What is your take on Global warming?
See the informal, community manifesto poll here:

[quote=“augustin”]What is your take on Global warming?
See the informal, community manifesto poll here:[/quote]

Here’s the “community poll” I care about:

Science votes for human-caused global warming in a landslide

As for the rest of humanity, I’ll quote Bertrand Russell:

[quote=“Vay”][quote=“augustin”]What is your take on Global warming?
See the informal, community manifesto poll here:[/quote]
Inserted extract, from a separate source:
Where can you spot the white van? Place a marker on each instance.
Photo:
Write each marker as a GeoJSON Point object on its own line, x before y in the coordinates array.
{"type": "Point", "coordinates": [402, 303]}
Here’s the “community poll” I care about:

Science votes for human-caused global warming in a landslide

As for the rest of humanity, I’ll quote Bertrand Russell:

Oh no, Cook and authors who researched that 97% of the literature is pro-AGW, you know your landslide of the scientific community? Oh no, their methodology is suspect. I can’t believe it. It sounds so reasonable too – 97%. Remember, I asked you or someone how sure that someone with my views wouldn’t be included in that bunch? It looks like that can’t be vouchsafed after all.

Methodology is extremely important for keeping science aboveboard honest and unbiased. Otherwise, science can be used to lie, cheat, deceive, and prey upon the intellectually challenged, the simple-minded, and Vay.

Here’s open letter by Richard Tol who wanted to analyze the methodoly and results, but…oh no, the author isn’t really releasing too much. These climate guys really don’t like it when people start snooping around and figuring out their little deceptive tricks.

[ul][color=#000080]Dear Professor Høj,

I was struck by a recent paper published in Environmental Research Letters with John Cook, a University of Queensland employee, as the lead author. The paper purports to estimate the degree of agreement in the literature on climate change. Consensus is not an argument, of course, but my attention was drawn to the fact that the headline conclusion had no confidence interval, that the main validity test was informal, and that the sample contained a very large number of irrelevant papers while simultaneously omitting many relevant papers.

My interest piqued, I wrote to Mr Cook asking for the underlying data and received 13% of the data by return email. I immediately requested the remainder, but to no avail.

I found that the consensus rate in the data differs from that reported in the paper. Further research showed that, contrary to what is said in the paper, the main validity test in fact invalidates the data.
And the sample of papers does not represent the literature. That is, the main finding of the paper is incorrect, invalid and unrepresentative

Furthermore, the data showed patterns that cannot be explained by either the data gathering process as described in the paper or by chance. This is documented at

I asked Mr Cook again for the data so as to find a coherent explanation of what is wrong with the paper. As that was unsuccessful, also after a plea to Professor Ove Hoegh-Guldberg, the director of Mr Cook’s work place, I contacted Professor Max Lu, deputy vice-chancellor for research, and Professor Daniel Kammen, journal editor. Professors Lu and Kammen succeeded in convincing Mr Cook to release first another 2% and later another 28% of the data.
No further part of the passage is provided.